The fourth time, the moment of Dzogchen--the nowness, the timeless dimension, Buddha's golden age--is not the same as linear time--past, present, and future--what we often call in Buddhism "the three times." In prayers, we pray to the Buddhas of all the three times--meaning past, present, and future Buddhas, meaning all the enlightened ones of all possible dimensions of time, space, and existence. Or we chant and affirm: "May we liberate all the beings of the three times and the ten directions, all the beings of past, present, and future in the ten directions: north, east, south, west, and intermediate northeast, southeast, and so on, and the zenith and the nadir." Ten directions means the whole, three-dimensional, all-inclusive kit and caboodle. The fourth time means the eternal now, the eternal instant, timeless time; it's beyond that time notion contained within time past, present, and future. This is what mystic poet and artist William Blake meant in his splendid stanza,


To see a world in a grain of sand,
And a heaven in a wild flower,
Hold infinity in the palm of your hand,
And eternity in an hour.


Like my own dad, Blake was really on to something.

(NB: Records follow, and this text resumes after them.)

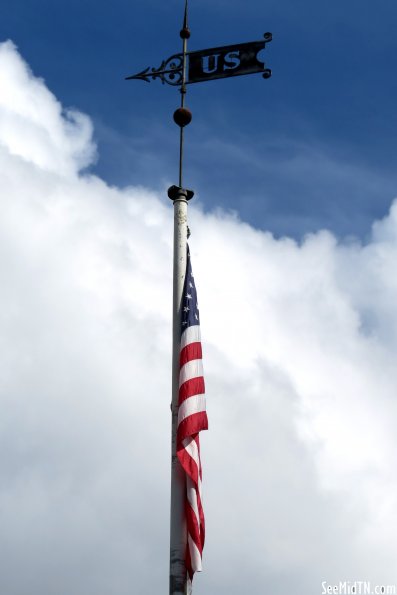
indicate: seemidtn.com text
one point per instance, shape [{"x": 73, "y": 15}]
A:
[{"x": 357, "y": 588}]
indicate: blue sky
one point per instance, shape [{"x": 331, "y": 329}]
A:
[
  {"x": 299, "y": 337},
  {"x": 312, "y": 147}
]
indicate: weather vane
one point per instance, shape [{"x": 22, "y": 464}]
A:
[
  {"x": 186, "y": 68},
  {"x": 187, "y": 520}
]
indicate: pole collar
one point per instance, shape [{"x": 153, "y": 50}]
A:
[{"x": 176, "y": 192}]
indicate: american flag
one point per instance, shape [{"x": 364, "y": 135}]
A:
[{"x": 192, "y": 418}]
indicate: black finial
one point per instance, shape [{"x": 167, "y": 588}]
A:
[{"x": 185, "y": 32}]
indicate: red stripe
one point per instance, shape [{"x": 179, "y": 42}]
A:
[
  {"x": 192, "y": 425},
  {"x": 194, "y": 386},
  {"x": 189, "y": 352},
  {"x": 193, "y": 526},
  {"x": 189, "y": 465}
]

It is always the now, the timeless time, the golden eternity--the eternal if you want to talk in English, in Judeo-Christian terms. We don't think much in Buddhism about the eternal, but we do call nirvana, enlightened reality, "the timeless and the deathless." Even Buddha used the term deathless. "Deathless nirvana" is the term Buddha used for his own great peace, bliss, oneness, and spiritual enlightenment. That's the timeless dimension, the eternal now, the holy now. That's the moment of Dzogchen. That's the moment of rigpa; that is the heaven, the nirvana, the transcendent immanence that is within. That's our own birth right, our personal acre of nirvana, here and now, our secret inner pure land or paradise. That's the dawn of creation, in every moment, the Garden of Eden. That's the moment of rigpa practice, the golden age when Buddha lives: now, now, now. That's called the sacred fourth (in Tibetan the shicha, the fourth fraction). Shicha is the fourth time, the timeless time, the eternal now--which we can access in any moment through penetrating awareness, clear vision, profoundly insightful and far-seeing wisdom. Dharma friends, that's the secret. It's not that eternity is after we die, or heaven is elsewhere, as explained in some religions and in general exoteric thought--for instance, that after we die, we reach heaven if we're good and are abundantly rewarded in our own materialistic human terms.